Un régime de faveur contraint

Un régime de faveur contraint

– Un engagement de conservation. – La première des contraintes tient à la détention et à la conservation des titres. L'article 787 B du Code général des impôts subordonne le bénéfice de l'exonération partielle à la conclusion d'un engagement collectif de conservation de titres d'une durée minimale de deux ans, engagement qui doit être en cours au moment de la transmission des titres.
Cet engagement ne peut être pris que sur les titres d'une société opérationnelle telle que définie ci-dessus avec deux niveaux d'interposition maximum avec le donateur et le défunt.
– Une quotité de capital minimum. – Cet engagement doit porter sur un quota minimum de titres fixé actuellement à 34 % des droits de vote et 17 % des droits financiers pour les sociétés non cotées, et 20 % des droits de vote et 10 % des droits financiers pour les sociétés cotées.
Cela ne signifie pas qu'un actionnaire qui ne disposerait pas de cette quote-part de capital et de droits financiers ne puisse pas bénéficier du dispositif ; mais, dans ce cas, il faudra qu'il associe d'autres actionnaires afin que le pacte Dutreil engage au minimum les titres de la société dans les seuils ci-dessus fixés.
– Des pactes à géométrie variable. – Plusieurs pactes Dutreil portant sur les mêmes titres mais avec des quotités différentes de capital et de droits financiers pourront être conclus. L'intérêt est de pouvoir bénéficier, au moment de la transmission, d'un pacte Dutreil qui soit le plus adapté possible.
– Une fonction de direction encadrée. – L'article 787 B, d du Code général des impôts prévoit que l'exonération du dispositif Dutreil est subordonnée à la condition que l'un des associés membres de l'engagement collectif ou l'un des donataires, héritiers ou légataires exerce une fonction de direction au sein de la société dont les parts ou les actions font l'objet de l'engagement pendant la période de l'engagement collectif et pendant trois ans à compter de la transmission des titres.

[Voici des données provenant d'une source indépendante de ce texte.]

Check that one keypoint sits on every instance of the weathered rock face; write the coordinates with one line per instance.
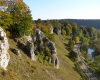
(4, 46)
(17, 52)
(51, 29)
(30, 47)
(41, 42)
(57, 30)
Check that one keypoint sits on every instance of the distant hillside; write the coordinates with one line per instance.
(87, 22)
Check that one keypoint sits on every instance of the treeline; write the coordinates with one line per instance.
(87, 22)
(16, 19)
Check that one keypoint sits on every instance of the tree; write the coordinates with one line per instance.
(5, 20)
(68, 29)
(73, 55)
(74, 28)
(22, 20)
(63, 32)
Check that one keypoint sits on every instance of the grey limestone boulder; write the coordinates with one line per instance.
(4, 46)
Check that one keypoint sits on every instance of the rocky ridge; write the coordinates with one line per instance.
(4, 46)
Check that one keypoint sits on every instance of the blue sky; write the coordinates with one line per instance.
(62, 9)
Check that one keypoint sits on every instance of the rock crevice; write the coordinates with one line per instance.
(4, 46)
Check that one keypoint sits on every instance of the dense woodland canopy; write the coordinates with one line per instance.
(17, 21)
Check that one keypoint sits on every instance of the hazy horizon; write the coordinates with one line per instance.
(64, 9)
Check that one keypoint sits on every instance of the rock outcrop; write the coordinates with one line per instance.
(30, 47)
(4, 46)
(41, 42)
(17, 52)
(51, 29)
(57, 30)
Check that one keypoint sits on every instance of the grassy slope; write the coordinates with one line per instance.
(25, 69)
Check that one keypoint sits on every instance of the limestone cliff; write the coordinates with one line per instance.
(4, 46)
(41, 43)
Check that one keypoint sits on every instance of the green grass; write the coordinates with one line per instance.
(26, 69)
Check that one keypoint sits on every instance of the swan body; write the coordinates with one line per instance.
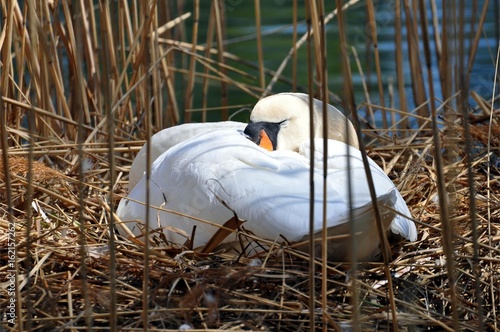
(215, 175)
(167, 138)
(209, 173)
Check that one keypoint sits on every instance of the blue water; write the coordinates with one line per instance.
(276, 19)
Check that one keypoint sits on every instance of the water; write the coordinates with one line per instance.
(276, 20)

Dans ses derniers commentaires, l'administration admet expressément que la fonction de direction éligible puisse être exercée par un associé signataire de l'engagement unilatéral ou collectif de conservation des titres, y compris après la transmission de ses titres et alors même qu'il ne détiendrait plus aucun titre soumis à engagement.
En présence d'un engagement réputé acquis, la fonction de direction post-transmission doit être exercée par un des bénéficiaires de la transmission, et ce de façon effective, point sur lequel il conviendra d'être vigilant. Alors que l'administration, dans ses commentaires du 6 avril 2021, avait exclu toute possibilité pour un autre associé et notamment le donateur d'avoir également une fonction de direction, dans sa dernière publication du 21 décembre 2021 le BOFiP revient à sa position initiale en indiquant qu'à côté du bénéficiaire de la transmission, une fonction de direction peut également être exercée par un autre associé, y compris le donateur.

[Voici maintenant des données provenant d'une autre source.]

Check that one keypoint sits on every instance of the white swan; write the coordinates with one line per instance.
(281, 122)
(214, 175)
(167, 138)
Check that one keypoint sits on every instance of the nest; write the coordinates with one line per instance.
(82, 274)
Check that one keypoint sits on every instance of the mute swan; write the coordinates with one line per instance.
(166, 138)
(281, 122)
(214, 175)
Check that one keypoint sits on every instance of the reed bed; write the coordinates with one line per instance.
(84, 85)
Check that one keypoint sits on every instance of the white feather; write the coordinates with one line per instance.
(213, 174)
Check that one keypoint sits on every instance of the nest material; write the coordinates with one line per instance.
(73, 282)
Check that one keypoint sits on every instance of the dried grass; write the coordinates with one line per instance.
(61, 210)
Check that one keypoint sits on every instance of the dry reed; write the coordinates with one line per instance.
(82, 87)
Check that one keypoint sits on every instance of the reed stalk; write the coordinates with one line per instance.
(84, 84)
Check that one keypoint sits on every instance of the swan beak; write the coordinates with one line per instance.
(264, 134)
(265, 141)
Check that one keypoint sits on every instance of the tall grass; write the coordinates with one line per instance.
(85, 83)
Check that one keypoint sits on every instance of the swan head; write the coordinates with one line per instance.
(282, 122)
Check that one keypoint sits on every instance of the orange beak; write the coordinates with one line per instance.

Enfin, lorsque les titres objet de la transmission et sous engagement Dutreil font l'objet d'un apport à une société holding, l'administration admet que la direction de la société holding bénéficiaire de l'apport puisse être assurée, durant l'engagement individuel de conservation, par le donateur des titres apportés à la holding.
– L'apport à une société holding des titres soumis à engagement. – Si, comme nous le voyons, le bénéfice du dispositif Dutreil engendre des contraintes, il n'empêche pas toute restructuration capitalistique, et notamment celle consistant à apporter les titres reçus soumis à engagement à une société holding.

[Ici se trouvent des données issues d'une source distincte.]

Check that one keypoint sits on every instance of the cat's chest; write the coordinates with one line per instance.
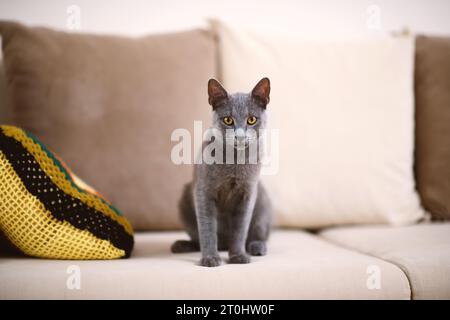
(230, 190)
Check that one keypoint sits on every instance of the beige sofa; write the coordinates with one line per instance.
(340, 262)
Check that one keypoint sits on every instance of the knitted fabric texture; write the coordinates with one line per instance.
(48, 212)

Là encore, les derniers commentaires de l'administration sont venus préciser et sécuriser le dispositif.
Pour que l'apport de titres soumis à engagement de conservation ne soit pas traité comme une cession remettant en cause le bénéfice de l'exonération partielle accordée au bénéficiaire de la transmission, deux conditions cumulatives doivent être remplies :
  • en premier lieu, l'apport doit être effectué au bénéfice d'une société dont la valeur réelle de l'actif brut est, après l'apport et jusqu'au terme des engagements de conservation, composée à plus de 50 % de participations dans la société faisant l'objet des engagements. Dans les derniers commentaires, le seuil de 50 % se fait sur la base de tous les titres de la société, à savoir aussi bien ceux qui sont soumis à engagement que ceux qui n'y sont pas soumis ;
  • en second lieu, la société holding bénéficiaire de l'apport doit être détenue à hauteur de 75 % de son capital et de ses droits de vote par les personnes qui sont soumises aux engagements de conservation (collectifs ou unilatéraux et individuels). Les 25 % restants peuvent être détenus par n'importe quel associé et notamment par le donateur.
Quand bien même l'ensemble des titres sont attribués à un seul enfant, le dispositif Dutreil va s'appliquer à la totalité des titres, et donc indirectement à la valeur de la soulte remise aux frère et sœur.
Cet apport de titres à une société holding, issu de la loi de finances pour 2009, a véritablement ouvert la piste aux transmissions familiales en présence d'enfants repreneurs et non repreneurs. C'est ce que deux auteurs, reconnus en la matière, ont appelé le « LBO familial ».
De façon très schématique, l'opération permet de transmettre une entreprise à l'enfant repreneur, à charge pour celui-ci de verser une soulte à ses frère et sœur. Cet enfant repreneur va avoir la possibilité d'apporter les titres reçus, mais également la soulte, à une société holding, laquelle devient redevable de la soulte à l'égard des frère et sœur.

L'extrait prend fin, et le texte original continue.